Vida, Tempo




Surpreendentemente, como não podia ser de outra maneira, a ida ao restaurante pela noite fria, escura e vazia é um momento único. Lá fora escombros amontoados do mundo inteligível divagam pelo mundo espiritual o que da outra vida não puderam ser; o frio afasta os clientes - que, hoje em dia, serve como desculpa irrefutável para o negócio mal parado - e nós, uma vez mais, sentados na mesa do costume, jantávamos o prato que não podia nem existia.
Até ao final da refeição pouco ou nada foi falado. Veio o café. E, não entendendo bem o porquê de ser no café que se desenlaça sempre a tragédia, bebemo-lo repreensivos com o mundo de lá de fora: o desajustado maneta multifacetado, que é ébrio, vai acabando pouco a pouco e repentinamente; a mulher, vizinha de cima de qualquer outra vizinha, casada trinta vezes durante trinta anos chora por desposar com ninguém com quintas ou herdades; dois, marido e mulher, subordinados ao matrimónio fazem o seu quotidiano com base na aparência ignóbil; as pensionistas aldeãs passeando em passeios rupestres, indo com quem não lhes interessa, vêm a rotina de outros e de outras coisas que, não sendo suas, são mais interessantes; a onzenice generalizada do zé povinho sem fundamento à vida que leva o velho alcoolizado quando se embebeda logo pela manhã - durante inverno e verão - só porque é de seu agrado e de felicidade....

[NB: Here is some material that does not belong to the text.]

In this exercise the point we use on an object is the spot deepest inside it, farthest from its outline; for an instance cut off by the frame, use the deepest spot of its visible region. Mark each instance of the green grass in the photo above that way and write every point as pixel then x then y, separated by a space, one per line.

A vida, as pessoas, o bem-estar, o mal-estar, a doença, a saúde, estar ou não estar embriagado, ser ou não ser bem-parecido, estar mais morto do que vivo, tristezas, alegrias, momentos ou circunstâncias tristes, momentos de solidão, segundos de divagação, caminhar, sofrer, destroçar e ser destroçado, coisa qualquer vaga sendo todo o mundo ou coisa cheia de mundo e não passar de vaga, tudo isso será complicações desta nossa estadia, deste nosso mundo efémero.
A vida? Vivam-na, aproveitem-na e esqueçam-na no mesmo momento em que a vivam.